Denis Kwei Ngangwa, Yaounde Branch Manager, Manchok Credit Union, speaks on the management and loan policies of credit unions.
What services do we find in credit unions that we do not have in micro finance institutions?
A credit union cooperative is a micro finance institution. The first requirement is registration to become member. Once registered any client becomes a member which means he/she is part of the decision making body. Credit unions value their members more than any other thing.
Members top the chart of the body before Board of Directors. This is simply because the group belongs to members who designate Board of Directors and can do away with them at anytime necessary. Being a member is simple.
But it all depends on each credit union. It suffices to deposit a particular amount of money which counts for registration fees and shares. (FCFA 21,000, 25,000, 32,000 …). We also offer fertilizer to members on credit. Credits unions also pay salaries. We also offer contract loans to members.
What is the loan policy of credit unions?
Registered members can save from FCFA 500 and above either on daily, weekly or monthly basis. Saving more increases the chances of being offered a loan. The member gives the conditions to pay the loan and the most important thing with the credit union is that the interest rate is very low though depending on each house (we are at 1.5 per FCFA 1,000 per month) which means FCFA 100,000 goes for FCFA 1,500 as interest rate per month. The category of payment duration is also encouraging, ranging from 12 to 24 months for an amount like FCFA 100, 000.

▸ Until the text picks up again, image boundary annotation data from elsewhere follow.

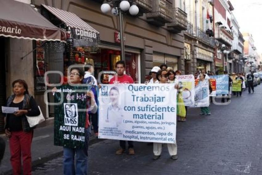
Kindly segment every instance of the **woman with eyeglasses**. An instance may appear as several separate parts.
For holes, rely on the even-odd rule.
[[[205,81],[207,81],[207,80],[205,79],[205,77],[206,74],[203,73],[200,73],[199,75],[199,82],[198,83],[199,84],[203,83]],[[210,84],[209,84],[209,88],[210,89],[211,87]],[[206,115],[210,115],[211,114],[211,113],[210,113],[210,110],[209,106],[200,107],[200,109],[201,110],[201,113],[200,113],[200,115],[202,115],[205,114]]]
[[[71,69],[69,75],[68,83],[74,84],[75,86],[77,86],[77,84],[82,83],[84,75],[84,72],[82,69],[80,67],[73,68]],[[52,90],[52,92],[54,93],[56,92],[57,90],[56,88],[54,88]],[[95,113],[97,109],[97,106],[92,91],[89,91],[87,92],[86,96],[86,99],[87,104],[88,105],[91,106],[91,113]],[[89,103],[90,104],[89,104]],[[68,113],[70,114],[70,113]],[[90,126],[90,123],[88,120],[88,113],[87,112],[85,117],[84,130],[85,146],[82,149],[63,147],[64,174],[87,174],[88,172],[88,149],[89,138],[91,133]],[[75,154],[76,155],[75,168],[74,162]]]
[[[160,70],[157,73],[156,78],[158,81],[158,83],[168,83],[169,74],[165,70]],[[178,83],[175,85],[174,88],[178,89]],[[160,157],[162,152],[162,143],[154,143],[153,144],[153,152],[154,156],[153,159],[157,160]],[[176,143],[167,143],[167,148],[171,159],[174,160],[178,159],[177,146]]]
[[[31,146],[35,127],[30,127],[26,115],[33,117],[40,115],[40,111],[34,98],[29,94],[25,80],[15,80],[12,87],[14,94],[7,99],[6,106],[19,110],[6,114],[5,129],[6,135],[9,138],[13,174],[21,174],[22,158],[23,174],[31,174]]]

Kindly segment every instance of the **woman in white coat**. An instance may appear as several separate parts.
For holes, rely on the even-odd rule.
[[[166,70],[160,70],[157,73],[157,78],[158,81],[158,83],[167,83],[168,80],[169,74]],[[175,88],[178,89],[178,84],[175,85]],[[156,160],[160,157],[162,152],[162,143],[154,143],[153,152],[154,156],[153,159]],[[177,146],[176,143],[167,143],[168,152],[172,159],[174,160],[178,159]]]

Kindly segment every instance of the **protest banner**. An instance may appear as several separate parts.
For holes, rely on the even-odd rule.
[[[57,88],[55,107],[54,143],[55,145],[82,148],[85,143],[85,125],[87,112],[86,92],[91,86]]]
[[[205,107],[209,106],[209,83],[208,80],[199,81],[195,88],[195,103],[192,107]]]
[[[215,96],[216,95],[216,80],[215,79],[210,79],[209,83],[211,84],[212,89],[212,92],[210,93],[209,96]]]
[[[241,85],[242,84],[242,80],[241,79],[237,79],[233,80],[232,83],[232,91],[240,92],[241,89]]]
[[[194,77],[193,75],[176,75],[176,79],[178,81],[178,90],[182,93],[185,105],[192,106],[194,102]]]
[[[199,79],[196,79],[195,80],[195,87],[197,86],[199,81]]]
[[[216,79],[216,96],[228,94],[229,80],[227,75],[218,75],[210,76],[211,78]]]
[[[98,138],[175,142],[174,84],[103,84],[100,90]]]

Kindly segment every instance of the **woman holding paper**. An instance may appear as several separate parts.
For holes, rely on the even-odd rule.
[[[167,83],[168,80],[169,73],[166,70],[160,70],[157,73],[157,78],[159,81],[158,83]],[[178,83],[176,84],[174,88],[178,89]],[[162,143],[154,143],[153,152],[154,156],[153,159],[156,160],[160,157],[162,152]],[[167,143],[167,148],[171,158],[174,160],[178,159],[177,146],[176,143]]]
[[[31,173],[31,144],[34,128],[31,128],[27,116],[37,116],[40,111],[34,98],[28,95],[28,86],[24,80],[15,80],[12,84],[14,94],[7,99],[6,106],[18,108],[13,113],[7,114],[5,127],[6,135],[10,138],[10,161],[13,174],[20,174],[21,156],[23,174]]]

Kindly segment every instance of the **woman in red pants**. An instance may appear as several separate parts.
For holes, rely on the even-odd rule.
[[[12,83],[14,94],[7,99],[6,106],[18,108],[18,110],[6,115],[5,131],[10,138],[10,161],[14,175],[21,174],[21,158],[23,174],[31,174],[31,144],[34,128],[29,126],[26,115],[39,115],[40,111],[34,98],[28,95],[28,86],[24,80]]]

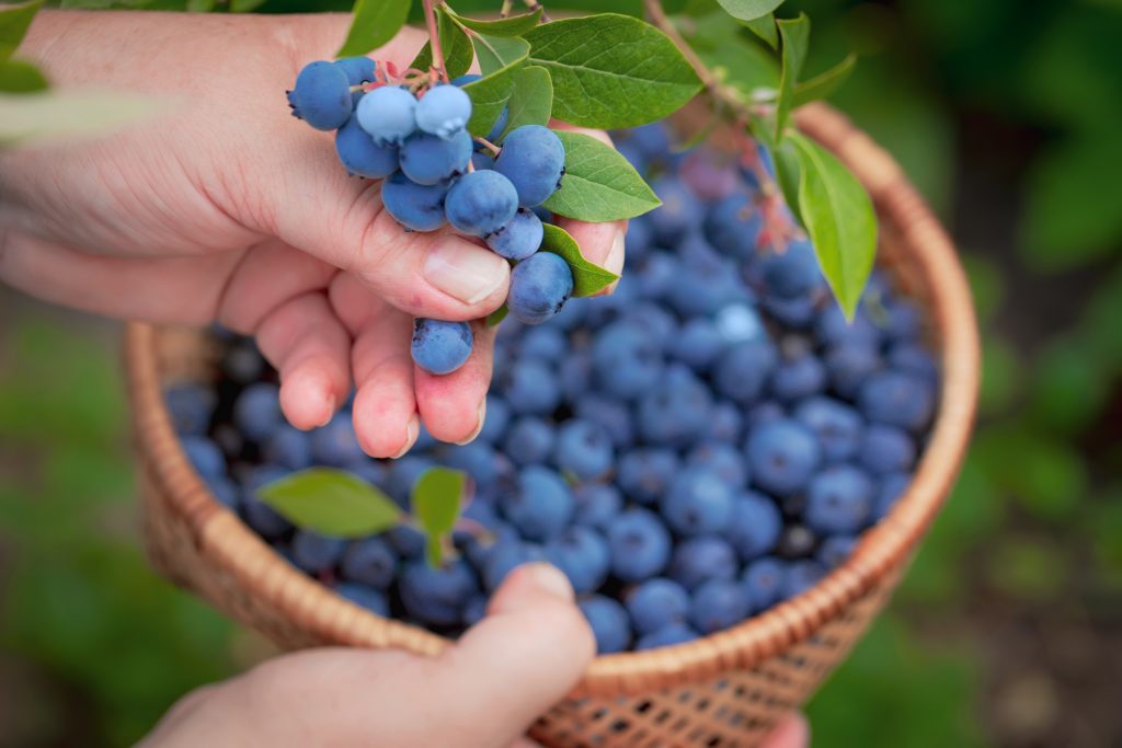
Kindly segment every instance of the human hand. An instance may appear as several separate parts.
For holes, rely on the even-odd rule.
[[[112,138],[0,155],[0,279],[111,316],[254,334],[300,428],[353,382],[356,432],[398,456],[421,421],[445,442],[482,424],[494,330],[435,377],[410,358],[412,317],[476,320],[509,268],[475,240],[406,233],[377,183],[350,178],[332,139],[288,117],[298,70],[330,58],[349,18],[42,12],[21,47],[62,86],[172,96]],[[405,67],[406,29],[374,53]],[[600,133],[603,137],[603,133]],[[623,266],[623,224],[562,222],[594,262]]]

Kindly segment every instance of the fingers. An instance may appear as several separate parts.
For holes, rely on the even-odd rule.
[[[328,298],[310,293],[289,299],[261,321],[261,353],[280,372],[280,409],[297,428],[331,419],[350,389],[350,335]]]
[[[490,386],[495,327],[473,323],[475,343],[468,361],[449,375],[434,376],[414,369],[413,381],[421,419],[429,433],[442,442],[463,444],[484,425],[484,405]]]

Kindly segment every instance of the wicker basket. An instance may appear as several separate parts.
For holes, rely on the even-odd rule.
[[[941,404],[916,479],[854,555],[803,594],[693,643],[597,658],[567,700],[533,726],[548,746],[752,746],[799,708],[885,604],[949,492],[966,450],[978,339],[954,247],[900,167],[826,105],[798,113],[868,188],[880,261],[928,311],[944,364]],[[132,419],[150,557],[173,581],[285,648],[394,647],[433,655],[445,639],[385,620],[304,576],[211,498],[178,446],[163,384],[206,376],[197,332],[129,325]]]

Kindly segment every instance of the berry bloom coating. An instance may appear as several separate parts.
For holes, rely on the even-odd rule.
[[[543,233],[542,220],[533,211],[519,207],[506,225],[487,237],[487,246],[499,257],[524,260],[542,246]]]
[[[405,176],[417,184],[444,182],[467,170],[471,163],[471,136],[460,130],[445,140],[427,132],[415,132],[402,144],[397,158]]]
[[[465,174],[448,191],[444,201],[448,222],[457,231],[472,237],[488,237],[503,229],[517,210],[518,195],[514,185],[491,170]]]
[[[348,174],[384,179],[397,170],[397,149],[376,146],[353,119],[335,133],[335,153]]]
[[[416,131],[417,100],[396,85],[368,91],[355,109],[359,127],[379,146],[399,146]]]
[[[447,140],[467,127],[471,99],[454,85],[438,85],[421,96],[415,113],[417,128]]]
[[[381,204],[410,231],[435,231],[444,225],[444,197],[448,185],[420,185],[394,173],[381,183]]]
[[[519,205],[541,205],[560,185],[564,146],[549,128],[525,124],[506,136],[495,169],[514,183]]]
[[[305,65],[288,92],[288,105],[294,117],[316,130],[342,127],[350,119],[353,105],[346,71],[324,62]]]
[[[471,325],[467,322],[416,318],[410,352],[421,369],[447,375],[463,366],[471,355]]]
[[[511,273],[511,314],[525,324],[545,322],[569,301],[572,283],[572,270],[560,255],[537,252],[526,258]]]

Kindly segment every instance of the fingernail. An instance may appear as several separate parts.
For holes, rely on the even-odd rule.
[[[552,564],[541,561],[530,563],[522,567],[522,574],[535,588],[554,598],[568,601],[574,597],[569,578]]]
[[[465,304],[490,296],[508,273],[502,257],[462,239],[440,241],[424,262],[425,280]]]
[[[405,426],[405,445],[402,451],[389,458],[390,460],[399,460],[405,456],[405,453],[413,449],[413,444],[416,443],[417,436],[421,435],[421,418],[414,413],[413,417],[410,418],[410,423]]]
[[[479,432],[481,432],[484,430],[484,419],[487,417],[487,398],[486,397],[482,400],[480,400],[479,408],[476,410],[476,413],[479,414],[479,422],[476,424],[476,430],[473,432],[471,432],[471,436],[468,436],[462,442],[457,442],[457,444],[459,444],[460,446],[463,446],[465,444],[469,444],[469,443],[476,441],[476,437],[479,436]]]

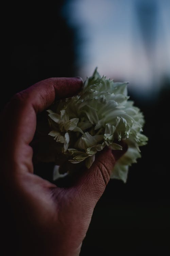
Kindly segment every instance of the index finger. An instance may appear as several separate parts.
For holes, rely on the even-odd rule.
[[[55,98],[78,93],[82,84],[80,78],[50,78],[15,95],[1,116],[0,146],[3,159],[20,162],[24,158],[32,157],[29,144],[35,131],[37,113],[47,108]]]

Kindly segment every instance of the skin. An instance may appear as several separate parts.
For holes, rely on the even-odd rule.
[[[34,174],[30,144],[37,114],[55,98],[78,93],[82,85],[79,78],[41,81],[15,95],[1,113],[1,232],[4,255],[79,254],[94,208],[120,153],[117,155],[115,151],[114,154],[106,148],[71,186],[61,188]]]

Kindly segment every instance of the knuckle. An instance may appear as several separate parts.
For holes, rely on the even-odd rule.
[[[104,182],[105,186],[106,186],[110,180],[111,170],[107,163],[103,162],[98,161],[96,163],[96,166],[101,173],[103,181]]]

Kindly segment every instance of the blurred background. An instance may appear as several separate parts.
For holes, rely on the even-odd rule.
[[[169,255],[170,1],[65,0],[3,8],[1,109],[40,80],[85,80],[97,66],[101,75],[129,82],[130,99],[145,117],[149,140],[142,158],[126,183],[109,182],[81,256]],[[47,167],[36,171],[51,180]]]

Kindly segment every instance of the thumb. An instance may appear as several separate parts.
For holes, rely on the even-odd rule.
[[[119,153],[118,156],[118,151],[112,151],[106,147],[96,156],[91,167],[85,169],[77,180],[71,188],[72,191],[74,190],[74,196],[78,195],[82,203],[86,204],[87,209],[95,207],[110,180],[116,160],[126,150],[119,151],[122,154]]]

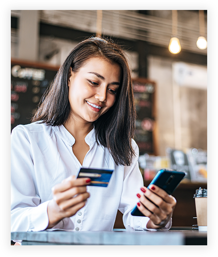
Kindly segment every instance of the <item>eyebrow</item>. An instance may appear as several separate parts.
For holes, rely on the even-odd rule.
[[[91,74],[94,74],[94,75],[98,77],[99,77],[101,80],[105,80],[105,78],[104,77],[103,77],[101,75],[100,75],[100,74],[98,74],[98,73],[97,73],[96,72],[88,72],[88,73],[91,73]],[[118,86],[119,86],[120,84],[120,83],[119,82],[117,82],[115,81],[112,82],[110,84],[112,84],[113,85],[118,85]]]

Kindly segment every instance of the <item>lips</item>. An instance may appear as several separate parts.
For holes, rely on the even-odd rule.
[[[92,106],[92,107],[94,107],[94,108],[96,108],[97,109],[98,109],[99,110],[101,108],[101,106],[99,106],[99,105],[96,105],[95,104],[91,104],[91,103],[89,103],[89,102],[88,102],[88,101],[86,101],[86,103],[90,105],[91,106]]]

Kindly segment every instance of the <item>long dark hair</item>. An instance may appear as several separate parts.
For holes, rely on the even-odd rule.
[[[70,114],[68,86],[70,67],[76,72],[93,57],[118,64],[122,73],[114,104],[94,122],[96,142],[108,148],[116,164],[129,165],[135,153],[132,140],[136,118],[131,72],[123,50],[111,40],[92,37],[74,48],[42,98],[32,121],[60,126],[68,120]]]

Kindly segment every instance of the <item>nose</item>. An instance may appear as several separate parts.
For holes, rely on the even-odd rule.
[[[107,88],[99,87],[95,96],[95,98],[101,102],[105,102],[107,100]]]

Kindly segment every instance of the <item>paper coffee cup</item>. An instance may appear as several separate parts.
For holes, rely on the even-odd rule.
[[[194,195],[197,222],[200,231],[207,230],[207,189],[199,187]]]

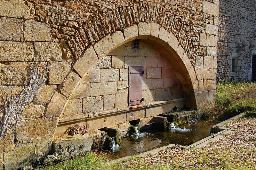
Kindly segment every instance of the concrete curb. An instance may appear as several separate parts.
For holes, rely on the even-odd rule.
[[[214,135],[212,136],[208,136],[205,138],[196,142],[188,146],[180,145],[180,147],[183,147],[185,148],[188,149],[190,148],[191,146],[195,145],[195,146],[193,147],[193,148],[202,148],[207,145],[209,143],[213,142],[217,140],[220,139],[225,136],[226,135],[223,134],[223,133],[224,132],[225,132],[226,133],[228,133],[229,134],[233,133],[234,131],[229,129],[229,128],[220,127],[224,125],[225,123],[229,123],[232,121],[234,119],[239,119],[242,117],[244,116],[244,113],[242,113],[240,114],[239,114],[238,115],[232,117],[230,119],[229,119],[227,120],[218,123],[218,124],[217,124],[212,127],[212,128],[211,128],[211,133],[212,132],[212,128],[214,129],[217,129],[216,130],[219,130],[217,132],[218,133],[217,134],[218,134],[217,135],[216,135],[216,133],[215,133]],[[147,151],[147,152],[143,152],[138,155],[130,155],[129,156],[127,156],[126,157],[123,157],[123,158],[118,158],[118,159],[117,159],[110,161],[110,162],[111,164],[114,164],[122,160],[127,160],[131,158],[133,156],[135,156],[139,158],[142,157],[149,154],[154,153],[158,152],[159,151],[161,151],[164,150],[168,148],[170,148],[172,146],[174,146],[175,145],[175,144],[171,143],[167,145],[162,146],[162,147],[160,147],[160,148],[155,149],[149,151]]]

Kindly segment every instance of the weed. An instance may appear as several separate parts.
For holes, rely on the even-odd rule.
[[[214,108],[205,110],[205,118],[223,120],[244,112],[256,116],[256,83],[223,81],[217,84],[216,101]]]
[[[224,135],[224,136],[228,136],[230,135],[230,134],[228,133],[222,133],[221,134],[221,135]]]
[[[211,142],[209,142],[209,143],[208,143],[208,145],[209,145],[209,144],[211,144],[211,143],[213,143],[213,141],[211,141]]]
[[[137,160],[139,158],[139,157],[136,155],[132,155],[131,157],[131,160],[133,160],[135,161]]]

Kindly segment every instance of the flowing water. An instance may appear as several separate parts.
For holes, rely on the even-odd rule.
[[[122,138],[121,144],[112,149],[104,151],[110,159],[139,154],[170,143],[188,146],[210,135],[211,127],[217,121],[199,120],[175,127],[171,124],[170,130],[152,130]],[[137,128],[137,130],[138,128]]]

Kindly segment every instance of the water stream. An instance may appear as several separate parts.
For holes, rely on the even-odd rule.
[[[115,145],[112,149],[103,152],[110,159],[115,159],[126,156],[139,154],[170,143],[188,146],[210,135],[211,127],[220,122],[199,120],[165,130],[152,130],[139,132],[122,138],[121,144]]]

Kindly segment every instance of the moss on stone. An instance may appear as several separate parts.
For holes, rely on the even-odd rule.
[[[110,148],[112,146],[112,143],[113,142],[113,140],[112,138],[109,136],[108,136],[105,141],[104,144],[104,147],[105,148]]]
[[[136,133],[136,128],[133,125],[131,125],[127,130],[126,136],[130,136]]]
[[[114,136],[115,140],[116,140],[116,144],[120,144],[121,143],[121,138],[118,133],[116,133]]]
[[[171,129],[171,123],[168,121],[166,123],[166,129]]]
[[[94,138],[92,140],[91,150],[95,151],[102,149],[104,146],[104,141],[100,138],[98,137]]]

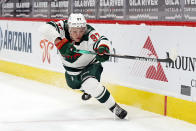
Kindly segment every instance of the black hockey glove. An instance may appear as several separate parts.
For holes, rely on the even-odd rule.
[[[58,42],[56,44],[56,47],[63,56],[72,56],[75,54],[76,51],[74,45],[71,42],[69,42],[66,38]]]
[[[98,49],[96,49],[97,55],[96,59],[100,62],[105,62],[109,60],[109,55],[106,55],[105,53],[109,53],[109,48],[106,46],[99,46]]]

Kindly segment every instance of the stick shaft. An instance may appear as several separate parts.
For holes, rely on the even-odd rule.
[[[97,53],[87,50],[77,50],[77,53],[81,54],[93,54],[97,55]],[[156,58],[149,58],[149,57],[141,57],[141,56],[131,56],[131,55],[118,55],[118,54],[110,54],[106,53],[106,55],[109,55],[110,57],[116,57],[116,58],[124,58],[124,59],[133,59],[133,60],[140,60],[140,61],[149,61],[149,62],[172,62],[172,60],[167,57],[165,59],[156,59]]]

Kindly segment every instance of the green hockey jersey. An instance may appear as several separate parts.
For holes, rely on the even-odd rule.
[[[92,26],[87,24],[87,30],[82,37],[80,42],[74,42],[69,34],[68,31],[68,24],[67,20],[61,20],[61,21],[50,21],[47,22],[48,25],[50,25],[50,30],[51,31],[45,31],[45,33],[50,33],[56,31],[57,33],[54,33],[52,35],[53,41],[57,37],[66,38],[70,42],[74,44],[76,49],[78,50],[88,50],[88,51],[93,51],[95,52],[95,49],[98,48],[100,45],[104,44],[107,45],[109,48],[111,47],[110,41],[100,35]],[[111,49],[111,48],[110,48]],[[96,61],[95,55],[92,54],[80,54],[76,53],[73,56],[63,56],[61,55],[62,63],[64,68],[69,72],[69,74],[74,74],[74,73],[79,73],[82,69],[84,69],[86,66],[93,64]]]

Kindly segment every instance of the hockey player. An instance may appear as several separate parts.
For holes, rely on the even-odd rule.
[[[105,55],[111,49],[109,40],[87,24],[82,14],[71,14],[68,20],[47,22],[40,30],[59,50],[68,86],[83,91],[83,100],[92,96],[120,119],[124,119],[127,111],[115,102],[100,83],[103,71],[101,62],[109,59]],[[96,52],[97,55],[77,53],[76,50],[80,49]]]

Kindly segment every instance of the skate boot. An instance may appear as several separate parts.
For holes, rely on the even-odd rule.
[[[127,116],[127,111],[122,109],[117,103],[110,110],[120,119],[124,119]]]
[[[88,100],[88,99],[90,99],[91,98],[91,95],[90,94],[87,94],[87,93],[85,93],[84,92],[84,94],[82,95],[82,100],[84,100],[84,101],[86,101],[86,100]]]

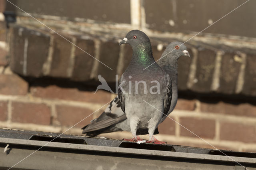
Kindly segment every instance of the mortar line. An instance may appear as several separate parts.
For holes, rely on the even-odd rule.
[[[22,11],[23,12],[24,12],[25,13],[26,13],[26,14],[27,14],[29,16],[30,16],[30,17],[33,18],[33,19],[34,19],[34,20],[36,20],[37,21],[38,21],[38,22],[39,22],[40,24],[42,24],[42,25],[44,25],[44,26],[45,26],[45,27],[46,27],[47,28],[48,28],[48,29],[50,30],[51,30],[52,31],[53,31],[53,32],[54,32],[55,34],[58,34],[59,36],[60,36],[60,37],[61,37],[61,38],[64,38],[64,39],[65,39],[66,41],[67,41],[69,43],[72,43],[72,44],[73,44],[76,47],[78,47],[78,48],[79,48],[79,49],[80,49],[80,50],[81,50],[82,51],[84,51],[84,52],[85,52],[85,53],[86,53],[86,54],[87,54],[88,55],[90,55],[90,56],[91,56],[91,57],[92,57],[92,58],[94,58],[95,59],[96,59],[96,60],[98,61],[99,61],[100,63],[101,63],[103,65],[105,65],[105,66],[106,66],[106,67],[107,67],[109,69],[111,69],[112,71],[113,71],[114,70],[113,69],[112,69],[112,68],[111,68],[110,67],[108,67],[108,66],[107,66],[107,65],[106,65],[106,64],[105,64],[104,63],[102,63],[102,62],[100,61],[100,60],[99,60],[98,59],[97,59],[96,58],[94,57],[93,57],[92,55],[90,55],[90,54],[89,54],[89,53],[88,53],[88,52],[87,52],[86,51],[85,51],[83,49],[82,49],[82,48],[81,48],[80,47],[78,47],[78,46],[76,45],[76,44],[74,44],[74,43],[73,43],[72,42],[71,42],[69,40],[68,40],[67,38],[65,38],[65,37],[63,37],[61,35],[60,35],[60,34],[58,33],[58,32],[56,32],[55,31],[54,31],[54,30],[53,30],[51,28],[50,28],[49,27],[48,27],[48,26],[46,26],[46,25],[45,25],[42,22],[40,22],[40,21],[39,21],[39,20],[38,20],[38,19],[37,19],[36,18],[35,18],[33,16],[32,16],[30,14],[28,14],[28,13],[26,12],[26,11],[24,11],[24,10],[23,10],[21,8],[19,8],[19,7],[18,7],[18,6],[15,5],[13,3],[11,2],[10,2],[8,0],[6,0],[6,1],[8,2],[9,2],[11,4],[12,4],[13,5],[14,5],[14,6],[15,6],[17,8],[18,8],[19,9],[20,9],[20,10],[21,10],[21,11]]]

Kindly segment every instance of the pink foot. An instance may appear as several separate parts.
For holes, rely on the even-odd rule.
[[[154,138],[154,140],[148,140],[146,142],[146,143],[153,143],[154,144],[166,144],[166,142],[165,142],[160,141],[160,140],[158,140],[156,138],[155,138],[154,136],[153,136]]]
[[[143,140],[138,136],[136,136],[136,137],[137,138],[137,139],[136,139],[135,138],[133,138],[131,139],[124,138],[123,139],[123,140],[125,140],[126,141],[134,142],[137,142],[138,141],[141,141]]]

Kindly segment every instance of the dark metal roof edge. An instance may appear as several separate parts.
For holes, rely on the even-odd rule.
[[[118,152],[119,153],[134,154],[136,155],[190,158],[212,161],[228,162],[235,162],[234,161],[235,161],[240,163],[256,163],[256,158],[251,158],[235,156],[228,157],[225,156],[207,155],[205,154],[179,152],[177,152],[163,151],[56,142],[49,142],[30,140],[28,140],[11,138],[0,138],[0,143],[6,144],[13,144],[37,146],[42,146],[47,144],[45,147],[48,148],[77,149],[113,153]]]

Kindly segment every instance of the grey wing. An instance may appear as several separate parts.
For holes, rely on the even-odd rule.
[[[126,119],[126,116],[120,108],[120,104],[116,97],[108,107],[98,118],[91,121],[91,123],[82,128],[83,133],[106,128]]]
[[[125,96],[124,93],[124,91],[122,88],[122,84],[120,84],[120,82],[122,79],[122,77],[120,78],[119,82],[118,82],[118,100],[121,105],[121,109],[122,111],[125,114]]]
[[[168,74],[167,74],[167,84],[166,88],[167,91],[164,99],[164,114],[163,114],[161,122],[164,121],[164,120],[166,118],[166,115],[168,114],[168,112],[171,106],[172,97],[172,80],[170,79],[169,75]]]

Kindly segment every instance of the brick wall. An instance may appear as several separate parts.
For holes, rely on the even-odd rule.
[[[9,18],[0,20],[0,127],[59,132],[115,97],[102,90],[94,94],[99,84],[97,76],[101,74],[115,89],[115,75],[122,73],[130,59],[130,47],[118,45],[129,30],[139,29],[148,35],[153,55],[157,59],[170,42],[185,42],[194,35],[192,32],[200,31],[199,28],[208,25],[210,19],[216,20],[226,12],[222,11],[218,16],[204,11],[207,14],[203,15],[207,17],[195,26],[194,17],[188,14],[194,11],[194,8],[200,11],[206,5],[218,5],[210,2],[193,7],[196,1],[190,1],[188,6],[192,8],[186,8],[187,13],[178,15],[163,12],[158,16],[152,11],[162,10],[166,8],[164,5],[167,6],[170,1],[155,5],[154,1],[132,0],[130,3],[124,1],[120,4],[116,3],[119,1],[113,0],[115,9],[119,10],[109,7],[99,11],[92,11],[92,7],[97,6],[98,10],[108,5],[99,3],[99,0],[95,4],[81,2],[80,5],[74,7],[69,1],[60,3],[56,0],[53,4],[50,2],[50,8],[46,8],[50,1],[46,0],[44,4],[27,1],[26,4],[20,0],[11,2],[70,42],[9,3],[0,0],[1,14],[5,11],[2,7],[6,3],[6,16],[11,12],[17,15],[14,23],[10,21],[15,20]],[[186,1],[179,1],[176,5],[174,2],[176,1],[171,1],[171,8],[178,9],[184,6]],[[238,6],[242,2],[236,2]],[[136,9],[135,7],[138,5],[141,8]],[[250,10],[246,5],[236,15]],[[63,10],[53,10],[56,6]],[[67,6],[74,8],[66,12],[64,10]],[[78,10],[81,6],[88,10]],[[231,10],[231,7],[228,6],[228,8]],[[136,10],[140,14],[136,15]],[[117,12],[120,14],[118,16]],[[198,15],[196,12],[190,14]],[[237,25],[236,15],[226,19],[226,22],[232,24],[228,26]],[[180,16],[180,20],[177,16]],[[160,16],[163,19],[158,20]],[[248,25],[247,20],[237,22],[240,26]],[[255,23],[249,23],[255,28]],[[228,32],[226,27],[222,30],[223,27],[220,23],[207,34],[186,43],[191,59],[182,57],[179,61],[180,98],[170,115],[178,123],[167,118],[160,125],[158,139],[172,144],[213,148],[180,124],[219,149],[256,152],[255,32],[250,30],[241,32],[242,26],[232,32]],[[106,106],[67,133],[81,134],[81,127],[97,117]],[[102,136],[115,138],[131,137],[130,133],[125,132]]]

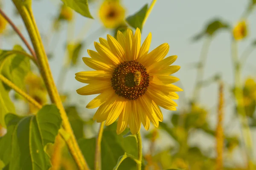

The maximum duration for building loan is 48 months and any other loan 24 months as maximum duration. The interest drops as the loan reduces.
Offering support for contract loans ….?
Members who win contracts bring the contract documents and requirement to the credit union from where they are analysed. The credit union prepares the bank documents for the member so much so that payments are wired to the credit union account from where the member (contractor) regularises the contract with the credit union before clearing the money.
All that is required of members is to pay charges for the contract operations preparations to the credit union which in most cases is not much. However, we do not just do it on a platter of gold. Contractors are obliged to present collateral (business house or landed property).
And management schemes..?
Another factor is management and operations. Getting a loan in the bank is bureaucratic meanwhile credit unions are more flexible. Their loan operation schemes. If you go for 10 million in a bank and promises to pay in five years with an interest rate of 500 000 and if you happen to carry out a business of FCFA 15 million and opts to pay back the loan, they won’t accept but in the credit union they will happily accept. Those are some of the advantages that credit unions offer to customers.
Just that sense of belonging whereby members know they can choose who manages them encourages adherence. The micro finance market in Cameroon has failed a lot of times with customers crying out loud on their savings lost.
This has made Cameroonians to lost trust for such institutions and is moving towards credit unions where they think their money is safe, given that most of them are from the same villages and know who to hold responsible in times of crash.